Manchester Jewish Museum ‘Communities’ Gallery, Joel Chester Fildes 2021

We hold over 31,000 items in our collection, documenting the story of Jewish migration and settlement in Manchester, some of which is on display in our gallery.

Our collections contain:

  • Over 530 oral history testimonies including 138 recorded interviews with Holocaust Survivors and refugees
  • Over 20,000 photographs
  • A wide-ranging collection of objects, documents and ephemera

 

Collection highlights include a diary written by Kindertransport refugee girls, a Russian washboard used as a cricket bat, an English/Hebrew teapot, film footage of Oswald Mosley marching through Manchester, items produced by Jewish internees on the Isle of Man and a collection of belongings from a Holocaust Survivor who spent the war hiding in Polish graveyards, churches and a coal cellar.

HIGHLIGHTS

Ceremonial Trowel

This trowel was presented to Emmanuel Nove on the occasion of the laying of the foundation stone of the Jewish Home for Incurables in 1922.

Jewish Lads' Brigade Programme

This programme is for a display in 1910. It belonged to Harry Cohen who was a member of the Manchester A Company.

Tablets

These tablets show the 10 commandments and are believed to be from the Beth Jacob Synagogue in Cheetham Hill, Manchester.

Kippah

This unusual Kippah is made of beeswax batik work.

Lightbulb

This Star of David light bulb was once used in Manchester Spanish and Portuguese Synagogue, now our museum.

Daguerreotype

This daguerreotype shows Morris Marks in his tailors workshop at 63 Cheetham Hill Road.

Tefillin Bag

This tefillin bag belonged to Abdallah Ini from Baghdad.
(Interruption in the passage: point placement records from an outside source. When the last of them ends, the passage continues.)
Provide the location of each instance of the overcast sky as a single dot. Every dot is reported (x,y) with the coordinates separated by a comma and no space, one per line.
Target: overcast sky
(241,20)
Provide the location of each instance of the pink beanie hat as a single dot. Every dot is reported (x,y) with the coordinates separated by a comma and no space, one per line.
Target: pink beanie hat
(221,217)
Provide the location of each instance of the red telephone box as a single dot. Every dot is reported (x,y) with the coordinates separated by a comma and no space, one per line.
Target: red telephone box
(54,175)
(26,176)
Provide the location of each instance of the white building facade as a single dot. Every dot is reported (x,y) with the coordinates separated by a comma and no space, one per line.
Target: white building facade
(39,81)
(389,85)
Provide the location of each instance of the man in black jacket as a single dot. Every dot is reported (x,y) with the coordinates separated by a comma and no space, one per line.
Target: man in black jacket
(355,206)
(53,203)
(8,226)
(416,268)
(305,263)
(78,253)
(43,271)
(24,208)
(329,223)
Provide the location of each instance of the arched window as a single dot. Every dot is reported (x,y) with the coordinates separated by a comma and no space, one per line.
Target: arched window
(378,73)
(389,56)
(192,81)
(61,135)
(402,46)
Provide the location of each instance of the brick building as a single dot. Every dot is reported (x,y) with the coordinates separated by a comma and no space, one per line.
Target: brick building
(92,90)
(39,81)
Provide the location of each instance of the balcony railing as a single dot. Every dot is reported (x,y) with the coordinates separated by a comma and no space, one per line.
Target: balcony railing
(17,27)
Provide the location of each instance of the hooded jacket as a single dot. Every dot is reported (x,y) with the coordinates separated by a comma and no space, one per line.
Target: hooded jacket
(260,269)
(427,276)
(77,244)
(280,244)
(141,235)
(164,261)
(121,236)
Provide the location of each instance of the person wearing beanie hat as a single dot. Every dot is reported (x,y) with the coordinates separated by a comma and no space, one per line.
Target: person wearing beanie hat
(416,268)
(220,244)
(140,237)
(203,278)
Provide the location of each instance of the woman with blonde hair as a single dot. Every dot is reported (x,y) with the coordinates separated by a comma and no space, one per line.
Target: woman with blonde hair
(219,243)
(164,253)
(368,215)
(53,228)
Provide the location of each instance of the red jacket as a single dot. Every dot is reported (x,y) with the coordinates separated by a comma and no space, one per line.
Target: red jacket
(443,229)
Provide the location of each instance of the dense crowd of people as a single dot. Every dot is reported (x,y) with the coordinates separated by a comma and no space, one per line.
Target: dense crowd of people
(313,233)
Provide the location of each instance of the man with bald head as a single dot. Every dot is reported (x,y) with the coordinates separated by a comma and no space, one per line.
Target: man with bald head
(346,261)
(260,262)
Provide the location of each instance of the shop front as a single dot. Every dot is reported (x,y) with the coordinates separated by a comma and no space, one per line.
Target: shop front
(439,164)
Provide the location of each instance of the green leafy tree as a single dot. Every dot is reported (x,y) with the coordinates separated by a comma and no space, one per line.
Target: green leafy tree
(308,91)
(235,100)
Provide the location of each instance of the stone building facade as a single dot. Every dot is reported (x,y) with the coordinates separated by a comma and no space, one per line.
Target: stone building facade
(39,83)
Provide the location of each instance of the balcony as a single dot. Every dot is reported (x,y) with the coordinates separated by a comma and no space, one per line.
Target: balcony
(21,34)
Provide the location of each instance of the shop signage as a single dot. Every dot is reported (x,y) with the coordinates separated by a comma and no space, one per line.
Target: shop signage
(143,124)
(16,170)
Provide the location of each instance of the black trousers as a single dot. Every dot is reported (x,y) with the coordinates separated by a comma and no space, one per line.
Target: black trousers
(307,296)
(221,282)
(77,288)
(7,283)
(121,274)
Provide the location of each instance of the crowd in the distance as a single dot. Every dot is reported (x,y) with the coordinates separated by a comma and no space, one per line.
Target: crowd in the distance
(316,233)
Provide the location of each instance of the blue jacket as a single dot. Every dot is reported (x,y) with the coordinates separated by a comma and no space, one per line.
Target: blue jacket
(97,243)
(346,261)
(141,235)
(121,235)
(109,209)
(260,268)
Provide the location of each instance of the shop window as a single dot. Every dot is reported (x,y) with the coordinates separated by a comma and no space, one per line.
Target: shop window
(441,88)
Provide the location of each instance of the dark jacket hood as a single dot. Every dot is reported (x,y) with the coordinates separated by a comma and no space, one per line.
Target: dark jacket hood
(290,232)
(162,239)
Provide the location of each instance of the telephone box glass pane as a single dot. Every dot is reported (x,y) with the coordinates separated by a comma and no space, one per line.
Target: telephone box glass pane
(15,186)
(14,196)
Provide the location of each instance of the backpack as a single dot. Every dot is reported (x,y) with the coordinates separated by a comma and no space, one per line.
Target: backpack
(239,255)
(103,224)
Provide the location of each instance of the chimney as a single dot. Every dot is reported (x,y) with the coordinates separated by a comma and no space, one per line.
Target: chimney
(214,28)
The tefillin was part of his Bar Mitzvah gift c.1883.

Badge

This wooden badge was made by an internee in an Isle of Man internment camp during World War One.

Described as an “outstanding collection” with “certain exceptional resources richer and more extensive than those of the Jewish Museum London and rare, if not unique, among European Jewish museums” (Rickie Burman, former Director, Jewish Museum London and past President, Association of European Jewish Museums), the “exceptional” elements are:

  • Over 530 oral history testimonies, providing in depth accounts of the experience of both first and second generation Jewish migrants to Manchester. As sources of evidence, these narratives give detailed, nuanced first-hand accounts of the experience of migration and settlement, and the process of acculturation and integration into British society. The testimonies are important sources of knowledge, capturing individuals’ memories, perceptions and reasoning of events.
  • An extensive photographic collection, numbering nearly 21,000 items, portraying the life of one of the UK’s earliest migrant communities. The photographs are sources of evidence, and have historic and architectural interest, recording both community life and communal buildings that no longer exist.
  • A wide-ranging collection of objects, documents and ephemera of historic interest including: work tools, Sabbath candlesticks brought over from countries of origin, circumcision gowns, raincoats made by Jewish manufacturers, ceremonial silverware, posters, programmes, letters, pamphlets, prints and paintings.
  • A unique Holocaust collection comprising 138 in-depth recorded interviews with Holocaust Survivors and refugees – amounting to over 700 hours of testimonies. Over 1,500 photographs, objects and archives are also held relating to these Survivors. As sources of evidence, the material in our Holocaust collection has both national and international significance. The collection reminds us all about the atrocities of genocide and, as such, has additional social value, helping promote tolerance and understanding of all faiths and backgrounds.